Sin tolerancia no puede haber libertad. La censura o la represión de la libertad ideológica y de expresión, incluso llegando a la violencia aniquiladora de quienes se considera ofensores, es lo que resulta absolutamente intolerable

Todas las barbaridades no son, como es fácil ver, hechos del pasado, en tiempo de diferentes coordenadas a las actuales. Además, haber cometido y cometer todavía estos estragos bajo el barniz de un uniforme ni lo disculpa ni todavía menos lo justifica. Tampoco queda justificado de ninguna de las maneras que, en nombre de la intolerancia de un dios, se puedan ordenar, amparar o glorificar ataques contra otros creyentes o directamente no creyentes, por practicar otra fe, no practicar ninguna o criticar o burlarse de las creencias ajenas.

Esto no va de respeto intercultural, sino de libertad de credo, ideológica y de expresión. Si ponemos, con razón, el grito en el cielo —nunca mejor dicho— porque personas o asociaciones con nivel de tolerancia cero, fiscales o jueces de la misma cuerda abren procesos penales e incluso llegan a condenar a quien reniega, también maleducadamente —solo faltaría— de las creencias religiosas de los otros, aquí, en nuestra casa, no tenemos que soportar la justicia particular de los energúmenos barbados que, además de a la suya, también quieren someter a nuestra gente.

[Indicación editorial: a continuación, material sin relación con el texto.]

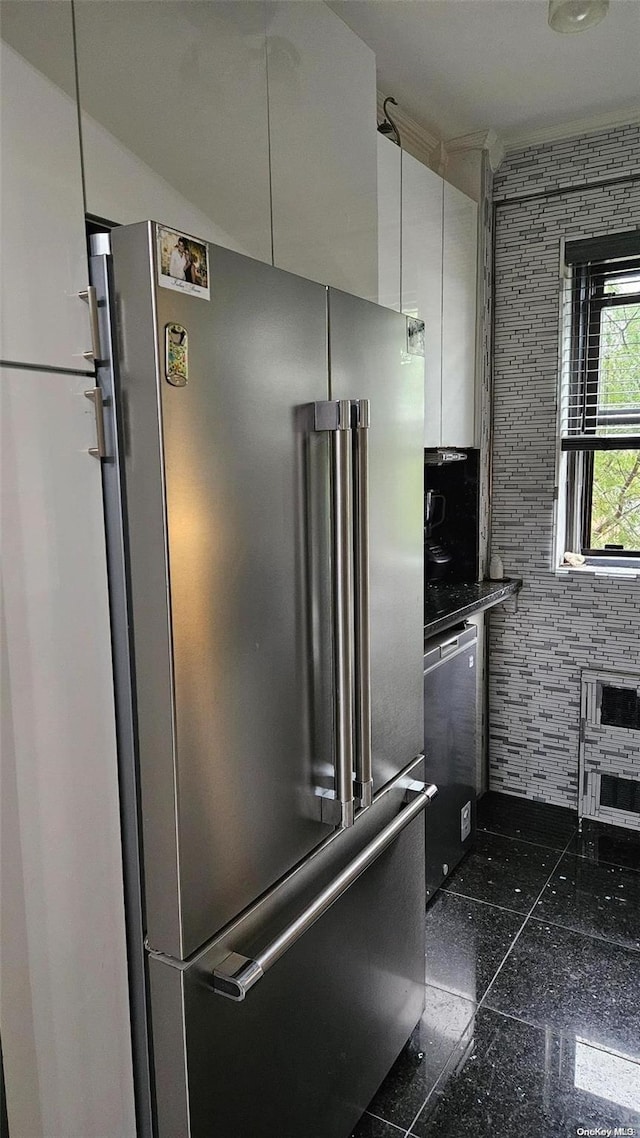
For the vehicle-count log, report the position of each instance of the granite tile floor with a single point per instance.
(532, 1012)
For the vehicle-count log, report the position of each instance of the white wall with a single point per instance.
(43, 263)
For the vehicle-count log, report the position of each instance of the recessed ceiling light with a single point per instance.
(575, 15)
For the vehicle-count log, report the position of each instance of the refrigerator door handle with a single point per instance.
(236, 974)
(334, 417)
(363, 786)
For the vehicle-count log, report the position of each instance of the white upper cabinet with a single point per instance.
(174, 117)
(43, 263)
(437, 256)
(459, 290)
(322, 115)
(421, 275)
(390, 158)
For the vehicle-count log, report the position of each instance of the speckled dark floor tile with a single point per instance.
(376, 1128)
(515, 1079)
(502, 872)
(573, 983)
(466, 942)
(531, 822)
(601, 900)
(423, 1060)
(609, 844)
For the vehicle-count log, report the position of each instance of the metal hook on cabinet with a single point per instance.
(387, 126)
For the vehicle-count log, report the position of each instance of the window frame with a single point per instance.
(591, 264)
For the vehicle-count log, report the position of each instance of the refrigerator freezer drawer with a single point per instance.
(304, 1053)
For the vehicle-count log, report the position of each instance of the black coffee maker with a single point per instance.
(436, 558)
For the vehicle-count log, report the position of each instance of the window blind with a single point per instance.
(600, 365)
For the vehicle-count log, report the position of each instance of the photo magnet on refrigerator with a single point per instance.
(182, 262)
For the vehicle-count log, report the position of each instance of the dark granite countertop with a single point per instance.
(448, 603)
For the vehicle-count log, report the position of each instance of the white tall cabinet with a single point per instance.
(437, 239)
(459, 289)
(64, 998)
(423, 274)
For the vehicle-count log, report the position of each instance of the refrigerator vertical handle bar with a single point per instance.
(334, 417)
(342, 491)
(363, 786)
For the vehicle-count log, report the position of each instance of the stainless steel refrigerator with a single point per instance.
(262, 463)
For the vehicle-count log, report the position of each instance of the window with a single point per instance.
(600, 400)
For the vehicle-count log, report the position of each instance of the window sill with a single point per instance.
(616, 572)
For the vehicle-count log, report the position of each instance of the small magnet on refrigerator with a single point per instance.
(177, 354)
(415, 336)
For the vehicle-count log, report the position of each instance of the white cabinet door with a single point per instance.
(459, 318)
(64, 988)
(174, 120)
(421, 275)
(43, 263)
(390, 157)
(322, 115)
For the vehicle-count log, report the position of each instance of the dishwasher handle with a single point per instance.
(237, 974)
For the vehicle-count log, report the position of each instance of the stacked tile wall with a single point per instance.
(564, 623)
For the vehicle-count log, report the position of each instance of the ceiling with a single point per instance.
(458, 66)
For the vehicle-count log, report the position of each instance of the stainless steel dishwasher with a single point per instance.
(450, 748)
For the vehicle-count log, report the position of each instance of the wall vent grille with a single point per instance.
(620, 793)
(620, 707)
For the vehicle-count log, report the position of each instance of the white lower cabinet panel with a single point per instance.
(64, 988)
(390, 178)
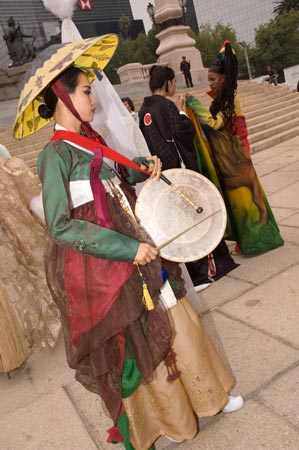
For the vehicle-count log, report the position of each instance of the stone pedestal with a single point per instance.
(175, 42)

Uno de los paradigmas más obvios de la libertad ideológica y de expresión es la crítica a las bases del sistema imperante, crítica lícita, también aunque sea sangrante y desagradable para los creyentes del sector que se siente ofendido. Lo es también, por lo tanto, la crítica feroz incluso —merecido lo tienen— de las religiones, especialmente de las religiones oficiales y de las que constituyen la columna vertebral de los Estados en autoritaria síntesis. ¿Os suena, verdad? Nada más patético que clérigos cristianos o judíos "entiendan" el enfado de ciertos extremistas musulmanes por las "ofensas" que sufren. ¡Entre bomberos no se pisa la manguera!

La ofensa, la de verdad, es no dejar a los otros expresar sus opiniones por hirientes que sean. Sin tolerancia no puede haber libertad. La censura o la represión de la libertad ideológica y de expresión, llegando incluso a la violencia aniquiladora de quienes se considera ofensores, es lo que resulta absolutamente intolerable.

Aprovechando el verano, para concluir, recomiendo una película soviética tan inteligente como furibundamente anticlerical como es La fiesta de Sant Jordi (1930, Yakov Protazanov y Porfiri Podobed). Además, un par de escenas, que reconocerán enseguida, en Viridiana (1961, Luis Buñuel), y otra en Bananas (1971, Woody Allen).

Al fin y al cabo, si quiero dar mi vida por Dios —¡mi Dios!—, es una cosa entre él y yo y a decidir por mí. Entre nadie más y por nadie más. Y ningún precio tienen que pagar los otros por esta inmolación real o espiritual.